C’est la première baisse des taux en six mois en Israël, sur fond de déflation persistante et de renforcement du shekel. La décision inattendue de Karnit Flug, la puissante gouverneure de la Banque d’Israël, est symbolique mais aussi historique : elle ouvre une ère nouvelle pour l’économie israélienne et pour sa monnaie.

L’ÈRE DES TAUX D’INTÉRÊT NULS

« La gouverneure a perdu la tête » a osé titrer, en fin de semaine, le très sérieux quotidien israélien de l’économie, Globes. L’auteur de ce titre provocateur explique qu’Israël n’est pas le premier pays occidental tenté par les taux d’intérêt négatifs pour relancer la machine économique.

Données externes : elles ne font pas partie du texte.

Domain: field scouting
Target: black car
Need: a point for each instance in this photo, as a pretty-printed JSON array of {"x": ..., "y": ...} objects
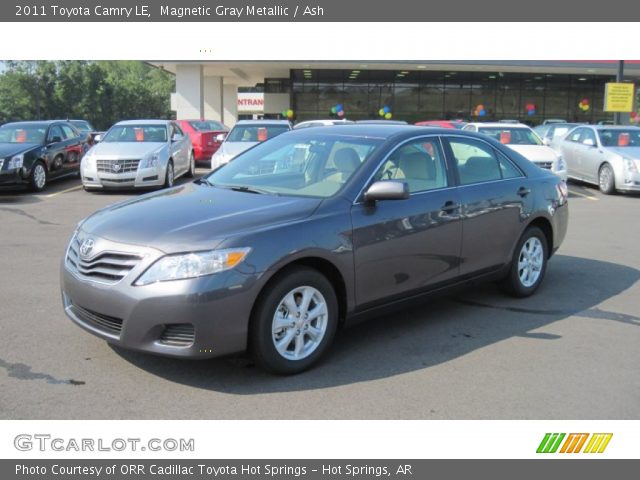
[
  {"x": 308, "y": 231},
  {"x": 32, "y": 153}
]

En revanche, il estime qu’Israël s’est laissé entraîner par la tendance mondiale à l’accroissement de la masse monétaire, et cela sans en avoir vraiment besoin.
Et pourtant, la Banque d’Israël a justifié sa décision d’abaisser le taux d’intérêt à 0,1% « à la lumière du renforcement du shekel et son influence possible sur le rythme de l’inflation ».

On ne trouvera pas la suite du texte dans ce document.